Conservatives are having a healthy debate about the design of an effective and appealing tax-reform program. Republican senators Mike Lee and Marco Rubio have proposed a sweeping plan that is the focal point of the discussion.
The Lee-Rubio plan would establish two income-tax rates and would broaden the tax base by eliminating and limiting many current exclusions and deductions. It would also cut taxes substantially for middle-class families with children by adding another $2,500 per child to the existing $1,000 per-child tax credit. The Lee-Rubio credits could offset a family’s income and payroll-tax liabilities and thus help many families that pay more in payroll taxes than they do in income taxes.

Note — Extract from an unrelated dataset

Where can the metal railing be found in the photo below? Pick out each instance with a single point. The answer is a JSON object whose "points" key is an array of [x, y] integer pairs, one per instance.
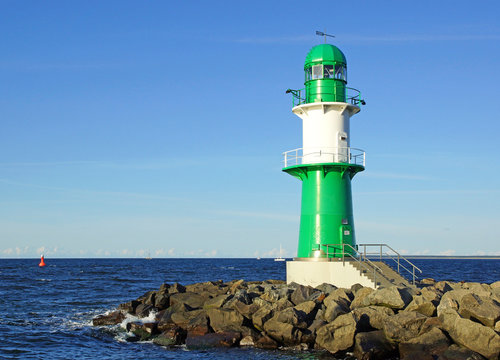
{"points": [[351, 254], [352, 96], [395, 256], [346, 155]]}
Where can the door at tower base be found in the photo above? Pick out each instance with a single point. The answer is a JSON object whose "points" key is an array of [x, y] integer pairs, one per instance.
{"points": [[314, 273], [326, 221]]}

The senators are also proposing a vast simplification of business taxation, with an emphasis on lowering the top corporate rate from 35 percent and on more rational treatment of business investments and overseas operations.
The Lee-Rubio tax-reform framework has been embraced by the “reform conservatism” movement — a loosely organized effort aimed at providing an updated conservative governing agenda that is relevant to today’s challenges and that can appeal to America’s struggling middle class.
Some others aren’t as enthused with the Lee-Rubio effort. Larry Kudlow and Kimberly Strassel of the Wall Street Journal editorial page, among others, have criticized the senators’ plan as insufficiently focused on promoting economic growth. They believe the top marginal tax rate could be lower if the senators did not expand the child credit, which they view as an expensive giveaway with very little economic value.
The top income-tax rate under Lee-Rubio would be 35 percent. That compares with the 28 percent rate that was achieved in the last years of the Reagan administration. (The effective marginal rate was actually higher than that — probably closer to 33 percent — for many upper-income households during those years because the 1986 tax-reform law also phased out personal exemptions and some deductions for taxpayers with the highest incomes.)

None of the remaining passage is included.